In late June, we attended the launch of the Women’s Opportunity Center in Kayonza, Rwanda.
Constructed with the support of Women for Women International (WfWI) and other donors, the center will train the region’s women in financial literacy, business, agribusiness, and life skills. WfWI has given support to over 56,000 women in Rwanda since 1997.
The facility was designed by the American firm Sharon Davis Design. Particular attention was given to using local building materials and installing eco-friendly technology.
The buildings and walls around the center were constructed with 450,000 beautiful handmade bricks — each one stamped with the logo of WfWI. They were pressed by a co-op of WfWI training graduates from clay dug in an adjacent valley.
The plan above is from the Sharon Davis Design brochure. You may want to click on the photo to see a larger version.
The brochure explains some of the design concept:
To keep the scale and quality of the center’s spaces intimate and diverse, the organization of traditional Rwandan residences and villages became the inspiration for organizing and dispersing the many program elements across the 1-hectare* plot. A series of human-scaled pavilions are clustered around the center of the site. . . . The circular nature of many of the interior spaces is also in response to WfWI’s approach of teaching in the round.
During the ceremony, Sharon Davis explained that her team wanted to create a particularly reassuring design for women who might be shy about entering this type of public place. WOC expects 200-300 women to participate in various activities every day.
The center includes domitory lodging — in the tent above — for students and visitors. All toilets on site are composting toilets, which will produce fertilizer for use in the center’s farm and for sale in its market.
Rainchains direct all the runoff from the buildings to two buried 40,000 liter cisterns. This collection is expected to meet all the water needs of the site.
The bonding pattern and curves of the buildings’ brick walls eliminate the need for concrete columns and beams.
The workshop buildings have no doors or ceilings, and the open pattern lets in diffuse natural light and air.
Inside the workshop rooms, students sit on two levels of benches. (I don’t think the chair is meant to stay.) The floor tiles were made by WfWI graduates in the Democratic Republic of Congo.
The recently planted landscaping consists of simple rounded shapes of turf grass and ground cover plants.
I don’t know how they will handle the large center area labeled as ‘Gathering Space’ on the plan above (there was a large tent there on the launch day). They may leave it flat for event tents or build a circle of benches similar to the workshop interiors.
Below are photos of the area labeled ‘Farm’ on the plan.
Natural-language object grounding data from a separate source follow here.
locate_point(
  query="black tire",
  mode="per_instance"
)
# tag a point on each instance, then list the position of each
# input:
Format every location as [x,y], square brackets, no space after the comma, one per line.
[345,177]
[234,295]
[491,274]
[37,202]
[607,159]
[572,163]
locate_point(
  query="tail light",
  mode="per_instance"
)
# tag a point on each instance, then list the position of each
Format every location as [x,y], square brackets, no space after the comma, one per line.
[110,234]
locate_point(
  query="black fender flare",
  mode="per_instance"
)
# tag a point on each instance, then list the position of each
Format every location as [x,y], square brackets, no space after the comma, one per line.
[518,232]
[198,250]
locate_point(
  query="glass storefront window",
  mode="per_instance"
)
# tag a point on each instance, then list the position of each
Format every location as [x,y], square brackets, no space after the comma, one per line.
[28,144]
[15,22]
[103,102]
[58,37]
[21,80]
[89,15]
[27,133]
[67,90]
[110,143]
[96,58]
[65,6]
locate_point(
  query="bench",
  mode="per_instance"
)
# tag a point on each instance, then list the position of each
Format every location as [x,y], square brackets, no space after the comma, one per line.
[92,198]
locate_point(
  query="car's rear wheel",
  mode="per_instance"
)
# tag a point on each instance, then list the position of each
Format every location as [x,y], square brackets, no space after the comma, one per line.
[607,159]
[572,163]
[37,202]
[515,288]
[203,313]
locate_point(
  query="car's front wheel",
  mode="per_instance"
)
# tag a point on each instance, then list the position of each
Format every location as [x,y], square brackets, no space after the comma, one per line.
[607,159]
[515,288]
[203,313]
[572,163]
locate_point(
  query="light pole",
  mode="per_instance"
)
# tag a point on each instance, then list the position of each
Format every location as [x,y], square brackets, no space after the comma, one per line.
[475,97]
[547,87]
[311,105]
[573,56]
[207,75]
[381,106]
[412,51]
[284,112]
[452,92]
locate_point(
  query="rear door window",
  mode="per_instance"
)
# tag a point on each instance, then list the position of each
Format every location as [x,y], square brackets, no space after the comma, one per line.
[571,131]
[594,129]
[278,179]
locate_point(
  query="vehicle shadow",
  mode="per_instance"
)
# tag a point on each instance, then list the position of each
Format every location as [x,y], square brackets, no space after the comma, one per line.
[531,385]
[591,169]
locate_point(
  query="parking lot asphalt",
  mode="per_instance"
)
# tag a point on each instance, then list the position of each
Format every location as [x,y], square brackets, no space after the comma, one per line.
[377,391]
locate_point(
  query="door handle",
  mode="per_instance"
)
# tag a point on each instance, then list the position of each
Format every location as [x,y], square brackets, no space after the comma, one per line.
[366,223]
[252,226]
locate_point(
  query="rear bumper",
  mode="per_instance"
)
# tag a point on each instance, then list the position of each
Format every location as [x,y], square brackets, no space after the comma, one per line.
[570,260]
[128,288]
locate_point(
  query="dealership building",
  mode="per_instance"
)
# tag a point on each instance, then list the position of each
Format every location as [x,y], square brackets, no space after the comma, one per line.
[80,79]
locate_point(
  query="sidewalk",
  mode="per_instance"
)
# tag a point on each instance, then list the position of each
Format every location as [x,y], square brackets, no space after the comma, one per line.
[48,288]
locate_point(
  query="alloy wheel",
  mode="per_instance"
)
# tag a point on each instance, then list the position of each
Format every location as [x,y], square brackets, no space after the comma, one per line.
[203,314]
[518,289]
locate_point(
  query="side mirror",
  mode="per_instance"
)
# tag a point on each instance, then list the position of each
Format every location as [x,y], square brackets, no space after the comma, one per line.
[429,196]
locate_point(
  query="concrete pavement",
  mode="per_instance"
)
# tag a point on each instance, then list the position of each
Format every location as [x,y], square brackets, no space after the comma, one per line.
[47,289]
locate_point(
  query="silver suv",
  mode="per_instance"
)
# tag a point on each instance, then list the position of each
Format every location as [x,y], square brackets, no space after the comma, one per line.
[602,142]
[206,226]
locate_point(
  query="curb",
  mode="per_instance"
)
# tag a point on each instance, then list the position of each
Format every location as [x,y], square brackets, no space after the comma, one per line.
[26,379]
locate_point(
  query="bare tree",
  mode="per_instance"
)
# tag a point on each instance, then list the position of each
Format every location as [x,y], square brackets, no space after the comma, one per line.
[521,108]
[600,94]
It was being partly used for parking that day, but I hope it will eventually be filled by raised-bed vegetable gardens like these.
Just below, you can see the rainwater cisterns and the partly underground ‘Farm House,’ which I was told will be used for storage.
The center hopes to be financially independent from the WfWI in five years. It will rent training and event space to partner organizations and market, retail, and storage spaces to local small businesses. It will also offer lodging and restaurant services for visitors and travelers.
You can see more photos of WOC by Sharon Davis Design here.
*2.471 acres
LOVE! I hope you get a chance to return and post photos of how the landscape and the women are progressing.
I’m looking forward to going back and looking around and maybe taking a few more pictures when there isn’t a big event tent right in the middle and I’m not in the harsh mid-day sun. I particularly want to see how the farm area is developing.
The Center is on the road east out of Kigali to Akagera National Park, so I feel sure we’ll stop there again sometime. Its market area, just outside the front walls, sells crafts and vegetables from local small businesswomen.
would also be interesting to hear some success stories later, as they train their students
According to WfWI’s brochure — for their 2012 program in Rwanda, graduates doubled their family assets (from time of enrollment), doubled their daily income, and doubled their savings. The rate of “practice good nutrition” almost tripled.